Porém, ao mesmo tempo que Glazer destaca o dia a dia tranquilo e bucólico de uma família nazista, o áudio ao fundo nos conta uma segunda história, invisível às lentes e aos próprios personagens. Enquanto assistimos cenas corriqueiras, ouvimos tiros de execuções, trens carregados de prisioneiros e gritos de desespero das cenas que não são retratadas em tela, mas nos dimensionam o terror da época. Johnnie Burn, engenheiro de som responsável pelo áudio da produção, faz um excelente trabalho em complementar a narrativa através dos sons.

Foto: Divulgação

Uma história de paralelos

Ao longo de todo o filme, não há a necessidade de levantar questionamentos ou discussões sobre os personagens, pois as simbologias registradas pelas câmeras e pelos sons transmitem tudo que precisa ser dito. Na verdade, os diálogos parecem pouco importar quando comparados com o que nos é mostrado pelas câmeras e captado pelos gravadores.

Como era de se esperar, os personagens são incapazes de demonstrar sensibilidade alguma sobre as crueldades que rodeiam o seu dia a dia. Em certo momento, Rudolf discute com outros soldados sobre os melhores métodos de cremação dos prisioneiros, enquanto Hedwig protagoniza várias reclamações com a criada judia da casa. Os momentos de maior profundidade no texto são quando o casal discute a sua relação, como uma tentativa de desafiar o espectador a se sensibilizar por pessoas tão alheias ao absurdo.

“Zona de Interesse” é um filme essencialmente contemplativo, no qual o olhar e o sentimento são os seus verdadeiros protagonistas. Assim, a obra vai traçando paralelos entre o que é dito e o que é mostrado, entre o que é mostrado e o que é ouvido, como uma constante lembrança de que o mal é indiferente.

O momento de maior contraste do filme, próximo ao seu final, é também o de maior apelo. Repentinamente, somos introduzidos a cenas de Auschwitz nos tempos atuais, com faxineiras limpando os corredores enquanto as sandálias e os vestígios dos prisioneiros estão em destaque – uma normalidade igualmente angustiante, de quem reconhece o que aconteceu.

Foto: Divulgação

Por que “Zona de Interesse” pode ganhar o Oscar?

Como uma das grandes surpresas da temporada, “Zona de Interesse” chega ao Oscar com chances consideráveis nas cinco categorias em que está indicado.
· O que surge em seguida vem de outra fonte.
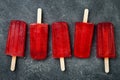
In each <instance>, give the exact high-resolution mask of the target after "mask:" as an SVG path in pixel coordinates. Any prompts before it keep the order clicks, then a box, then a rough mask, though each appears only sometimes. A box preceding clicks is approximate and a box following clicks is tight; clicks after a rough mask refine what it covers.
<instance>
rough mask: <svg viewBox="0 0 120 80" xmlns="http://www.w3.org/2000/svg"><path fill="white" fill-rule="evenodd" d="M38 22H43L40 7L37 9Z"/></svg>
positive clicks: (37, 21)
mask: <svg viewBox="0 0 120 80" xmlns="http://www.w3.org/2000/svg"><path fill="white" fill-rule="evenodd" d="M37 23H42V9H41V8H38V10H37Z"/></svg>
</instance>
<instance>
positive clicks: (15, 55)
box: [5, 20, 26, 57]
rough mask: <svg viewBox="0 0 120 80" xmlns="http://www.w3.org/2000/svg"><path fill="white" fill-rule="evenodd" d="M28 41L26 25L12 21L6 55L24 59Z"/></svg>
mask: <svg viewBox="0 0 120 80" xmlns="http://www.w3.org/2000/svg"><path fill="white" fill-rule="evenodd" d="M25 39H26V23H25V22H24V21H20V20H12V21H11V22H10V26H9V32H8V38H7V44H6V51H5V52H6V55H10V56H18V57H24V50H25Z"/></svg>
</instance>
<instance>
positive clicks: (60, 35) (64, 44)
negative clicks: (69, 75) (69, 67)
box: [52, 22, 71, 71]
mask: <svg viewBox="0 0 120 80" xmlns="http://www.w3.org/2000/svg"><path fill="white" fill-rule="evenodd" d="M52 53H53V58H60V66H61V71H65V62H64V58H67V57H71V50H70V38H69V32H68V24H67V23H66V22H54V23H53V24H52Z"/></svg>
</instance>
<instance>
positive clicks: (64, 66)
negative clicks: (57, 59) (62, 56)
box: [60, 57, 65, 71]
mask: <svg viewBox="0 0 120 80" xmlns="http://www.w3.org/2000/svg"><path fill="white" fill-rule="evenodd" d="M60 67H61V71H65V61H64V57H61V58H60Z"/></svg>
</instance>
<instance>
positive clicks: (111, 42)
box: [97, 22, 116, 73]
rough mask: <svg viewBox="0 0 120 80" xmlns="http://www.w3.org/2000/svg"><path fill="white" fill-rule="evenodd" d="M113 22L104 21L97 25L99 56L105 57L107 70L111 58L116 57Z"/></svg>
mask: <svg viewBox="0 0 120 80" xmlns="http://www.w3.org/2000/svg"><path fill="white" fill-rule="evenodd" d="M113 28H114V27H113V24H112V23H110V22H102V23H98V25H97V57H98V58H104V60H105V72H106V73H108V72H109V58H115V57H116V54H115V40H114V29H113Z"/></svg>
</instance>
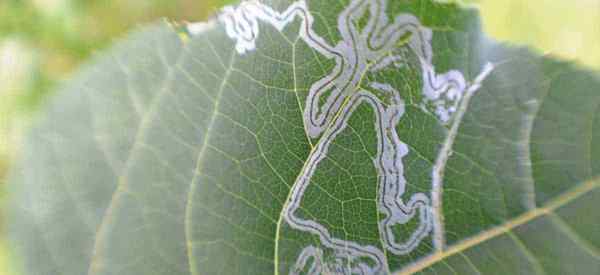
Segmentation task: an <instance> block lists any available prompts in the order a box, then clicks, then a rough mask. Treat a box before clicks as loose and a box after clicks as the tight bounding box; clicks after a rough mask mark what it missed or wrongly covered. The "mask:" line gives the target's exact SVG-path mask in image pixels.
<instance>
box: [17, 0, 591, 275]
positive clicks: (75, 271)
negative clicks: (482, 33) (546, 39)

A obra disputa as estatuetas de “Melhor Filme”, “Melhor Direção”, “Melhor Filme Internacional”, “Melhor Roteiro Adaptado” e “Melhor Som”, e certamente deve ser coroado vencedor de pelo menos uma delas.
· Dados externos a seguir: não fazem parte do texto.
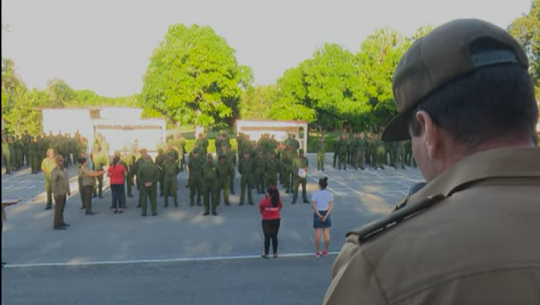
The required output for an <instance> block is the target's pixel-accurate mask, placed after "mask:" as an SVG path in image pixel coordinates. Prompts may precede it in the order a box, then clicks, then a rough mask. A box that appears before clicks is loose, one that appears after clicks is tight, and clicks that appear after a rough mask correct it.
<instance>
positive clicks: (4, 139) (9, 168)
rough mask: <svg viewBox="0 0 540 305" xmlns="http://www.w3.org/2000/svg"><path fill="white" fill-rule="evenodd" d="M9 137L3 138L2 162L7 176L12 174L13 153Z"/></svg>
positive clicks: (2, 138) (5, 135)
mask: <svg viewBox="0 0 540 305" xmlns="http://www.w3.org/2000/svg"><path fill="white" fill-rule="evenodd" d="M9 146H10V143H9V140H8V136H7V135H4V136H3V137H2V162H3V163H4V166H5V167H6V174H11V151H10V147H9Z"/></svg>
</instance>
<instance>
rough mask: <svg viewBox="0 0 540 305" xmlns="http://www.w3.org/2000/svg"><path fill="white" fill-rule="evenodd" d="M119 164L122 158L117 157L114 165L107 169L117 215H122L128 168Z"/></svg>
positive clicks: (114, 208) (115, 160) (115, 210)
mask: <svg viewBox="0 0 540 305" xmlns="http://www.w3.org/2000/svg"><path fill="white" fill-rule="evenodd" d="M119 162H120V157H118V156H115V157H114V158H113V163H112V165H111V166H109V168H108V169H107V176H108V177H109V178H110V179H111V192H112V195H113V207H114V212H115V213H122V205H121V203H122V196H123V194H124V179H125V177H126V168H125V167H124V166H123V165H121V164H118V163H119Z"/></svg>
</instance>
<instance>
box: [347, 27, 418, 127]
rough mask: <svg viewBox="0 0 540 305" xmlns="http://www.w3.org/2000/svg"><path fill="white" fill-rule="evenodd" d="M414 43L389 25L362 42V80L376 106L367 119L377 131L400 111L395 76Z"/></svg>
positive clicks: (361, 65) (360, 52) (360, 48)
mask: <svg viewBox="0 0 540 305" xmlns="http://www.w3.org/2000/svg"><path fill="white" fill-rule="evenodd" d="M420 35H421V34H418V35H416V37H420ZM413 39H414V38H413ZM410 45H411V39H406V38H405V37H403V36H402V35H401V34H399V33H398V32H397V31H395V30H391V29H387V28H385V29H381V30H378V31H376V32H375V33H373V34H371V35H369V36H368V37H367V38H366V40H364V42H363V43H362V44H361V46H360V52H359V53H358V54H357V57H358V63H359V71H360V73H359V76H360V83H361V84H362V86H363V91H364V93H365V94H366V98H367V99H368V100H369V104H370V105H371V107H372V111H371V112H370V113H369V114H368V115H366V116H365V119H364V121H365V122H366V125H367V126H370V127H371V128H372V129H373V131H377V130H378V129H379V128H380V127H381V126H383V125H385V124H386V123H387V122H388V121H389V120H390V119H391V118H392V117H393V116H394V115H395V113H396V110H395V104H394V96H393V91H392V76H393V74H394V70H395V69H396V67H397V64H398V62H399V60H400V59H401V57H402V56H403V54H404V53H405V51H406V50H407V49H408V48H409V46H410Z"/></svg>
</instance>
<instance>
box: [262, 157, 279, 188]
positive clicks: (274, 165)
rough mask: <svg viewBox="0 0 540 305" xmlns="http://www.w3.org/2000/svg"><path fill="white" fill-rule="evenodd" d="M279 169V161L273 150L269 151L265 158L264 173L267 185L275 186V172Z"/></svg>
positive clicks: (275, 179)
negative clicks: (264, 174)
mask: <svg viewBox="0 0 540 305" xmlns="http://www.w3.org/2000/svg"><path fill="white" fill-rule="evenodd" d="M278 171H279V161H278V160H277V159H276V155H275V153H274V152H270V155H269V156H268V159H267V160H266V163H265V167H264V173H265V177H264V179H265V184H266V185H267V186H274V187H277V174H278Z"/></svg>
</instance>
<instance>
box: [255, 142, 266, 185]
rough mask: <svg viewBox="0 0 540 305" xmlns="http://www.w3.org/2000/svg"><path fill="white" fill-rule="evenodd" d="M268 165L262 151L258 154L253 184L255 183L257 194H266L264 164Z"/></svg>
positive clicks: (255, 163) (255, 162)
mask: <svg viewBox="0 0 540 305" xmlns="http://www.w3.org/2000/svg"><path fill="white" fill-rule="evenodd" d="M265 163H266V161H265V159H264V158H263V153H262V151H259V152H257V157H256V158H255V162H254V166H255V172H254V174H253V175H254V176H253V182H254V183H255V188H256V189H257V194H264V193H265V191H266V189H265V187H264V164H265Z"/></svg>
Nas últimas grandes premiações da indústria, como o Globo de Ouro e o BAFTA, as categorias técnicas têm se dividido entre diferentes produções, o que torna a corrida pelo Oscar ainda mais imprevisível. Porém, “Zona de Interesse” deve ser reconhecido com o prêmio de “Melhor Som”, devido ao destaque dado por Jonathan Glazer e o incrível trabalho de Johnnie Burn com o áudio do filme.
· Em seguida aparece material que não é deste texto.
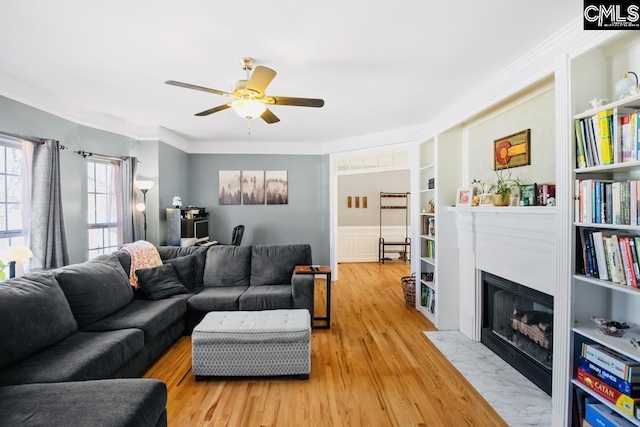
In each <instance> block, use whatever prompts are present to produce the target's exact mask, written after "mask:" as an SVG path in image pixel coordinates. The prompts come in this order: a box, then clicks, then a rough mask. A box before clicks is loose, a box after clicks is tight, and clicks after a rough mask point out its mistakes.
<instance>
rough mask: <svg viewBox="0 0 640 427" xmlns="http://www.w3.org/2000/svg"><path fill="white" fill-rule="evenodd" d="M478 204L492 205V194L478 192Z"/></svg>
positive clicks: (492, 200) (492, 201)
mask: <svg viewBox="0 0 640 427" xmlns="http://www.w3.org/2000/svg"><path fill="white" fill-rule="evenodd" d="M480 206H493V194H489V193H483V194H480Z"/></svg>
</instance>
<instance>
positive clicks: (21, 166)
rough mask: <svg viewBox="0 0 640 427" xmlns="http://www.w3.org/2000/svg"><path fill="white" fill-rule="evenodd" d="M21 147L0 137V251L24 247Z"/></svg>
mask: <svg viewBox="0 0 640 427" xmlns="http://www.w3.org/2000/svg"><path fill="white" fill-rule="evenodd" d="M21 170H22V147H21V146H20V143H18V142H13V141H11V140H7V139H3V138H1V137H0V249H2V248H6V247H9V246H25V242H24V237H23V233H22V209H21V201H22V178H21V176H20V174H21Z"/></svg>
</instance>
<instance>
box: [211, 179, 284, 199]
mask: <svg viewBox="0 0 640 427" xmlns="http://www.w3.org/2000/svg"><path fill="white" fill-rule="evenodd" d="M218 182H219V188H218V203H219V204H220V205H241V204H242V205H264V204H265V203H266V204H267V205H287V204H289V182H288V178H287V171H219V172H218Z"/></svg>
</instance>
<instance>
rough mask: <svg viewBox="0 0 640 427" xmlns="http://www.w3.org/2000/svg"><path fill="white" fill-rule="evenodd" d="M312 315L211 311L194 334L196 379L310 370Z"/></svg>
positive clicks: (276, 312) (199, 325)
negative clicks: (310, 339) (311, 319)
mask: <svg viewBox="0 0 640 427" xmlns="http://www.w3.org/2000/svg"><path fill="white" fill-rule="evenodd" d="M310 339H311V316H310V315H309V311H308V310H306V309H302V310H265V311H212V312H210V313H207V315H206V316H205V317H204V319H202V322H200V323H199V324H198V325H197V326H196V327H195V328H194V329H193V334H192V335H191V348H192V356H193V357H192V364H193V374H194V375H195V376H196V381H198V380H200V379H202V378H201V377H209V376H272V375H298V376H300V377H301V378H303V379H308V378H309V372H310V371H311V345H310Z"/></svg>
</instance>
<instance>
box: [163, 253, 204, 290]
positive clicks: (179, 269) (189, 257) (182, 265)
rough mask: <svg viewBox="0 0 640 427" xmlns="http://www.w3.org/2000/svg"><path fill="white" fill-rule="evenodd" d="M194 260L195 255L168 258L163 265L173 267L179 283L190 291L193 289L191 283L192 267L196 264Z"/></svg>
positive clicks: (191, 279)
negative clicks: (167, 265)
mask: <svg viewBox="0 0 640 427" xmlns="http://www.w3.org/2000/svg"><path fill="white" fill-rule="evenodd" d="M196 259H197V257H196V256H195V255H187V256H181V257H178V258H170V259H167V260H165V261H163V262H164V263H165V264H171V265H173V268H174V269H175V270H176V275H177V276H178V279H179V280H180V283H182V284H183V285H184V287H185V288H187V289H189V290H192V289H193V288H194V287H195V283H194V281H193V265H194V263H195V262H196Z"/></svg>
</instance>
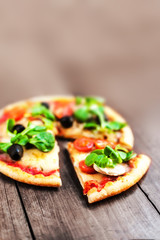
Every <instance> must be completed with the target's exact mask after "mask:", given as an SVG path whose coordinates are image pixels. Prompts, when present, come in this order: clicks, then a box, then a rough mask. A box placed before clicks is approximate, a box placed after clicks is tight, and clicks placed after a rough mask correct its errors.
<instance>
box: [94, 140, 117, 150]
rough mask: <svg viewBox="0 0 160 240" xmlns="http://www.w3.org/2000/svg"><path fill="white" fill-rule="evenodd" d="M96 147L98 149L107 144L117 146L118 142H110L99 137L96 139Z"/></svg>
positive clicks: (105, 146) (103, 148)
mask: <svg viewBox="0 0 160 240" xmlns="http://www.w3.org/2000/svg"><path fill="white" fill-rule="evenodd" d="M94 143H95V147H96V149H104V148H105V147H106V146H110V147H112V148H115V147H116V145H117V144H116V143H113V142H109V141H107V140H101V139H97V140H95V142H94Z"/></svg>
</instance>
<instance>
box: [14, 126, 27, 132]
mask: <svg viewBox="0 0 160 240" xmlns="http://www.w3.org/2000/svg"><path fill="white" fill-rule="evenodd" d="M24 129H25V127H24V126H23V125H21V124H16V125H14V127H13V129H12V132H14V131H15V130H16V131H17V133H20V132H22V131H23V130H24Z"/></svg>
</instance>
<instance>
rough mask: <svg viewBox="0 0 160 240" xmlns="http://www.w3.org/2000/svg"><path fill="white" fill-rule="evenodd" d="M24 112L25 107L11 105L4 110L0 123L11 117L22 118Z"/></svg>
mask: <svg viewBox="0 0 160 240" xmlns="http://www.w3.org/2000/svg"><path fill="white" fill-rule="evenodd" d="M25 112H26V109H25V108H22V107H13V108H12V109H9V110H5V111H4V113H3V115H2V117H1V118H0V123H3V122H5V121H6V120H7V119H9V118H13V119H14V120H15V121H19V120H21V119H22V118H23V116H24V114H25Z"/></svg>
Além disso, a produção também é a grande favorita para o Oscar de “Melhor Filme Estrangeiro”, apesar da concorrência de excelentes obras como “A Sociedade da Neve” e “Dias Perfeitos”. Já a categoria de “Melhor Roteiro Adaptado” promete ser uma das mais competidas da noite, com vários textos de destaque; entretanto, “Zona de Interesse” pode surpreender com uma adaptação tão diferenciada e autêntica do seu material de origem.

Apesar das principais categorias da noite, “Melhor Filme” e “Melhor Direção”, atualmente tenderem ao trabalho de Christopher Nolan em “Oppenheimer”, a comoção que “Zona de Interesse” tem provocado pode sinalizar uma chance em ambas as categorias, ainda que mínima. Há, inclusive, relatos de votantes publicados pela Variety que apontam que, ao que tudo indica, o filme está entre os mais bem avaliados pela Academia.

As maneiras com a qual Jonathan Glazer encontrou para sensibilizar, incomodas e afligir o seu público não só impressionam, mas também nos ajudam a enxergar as várias possibilidades que o cinema oferece para se contar uma mesma história. Ao contrário da maioria das obras de mesmo tema, o sofrimento e o incômodo de “Zona de Interesse” não estão na denúncia explícita dos horrores representados pelo Holocausto, mas em como eles não foram sentidos pelas pessoas que o cometiam e apoiavam, e dele se sustentavam.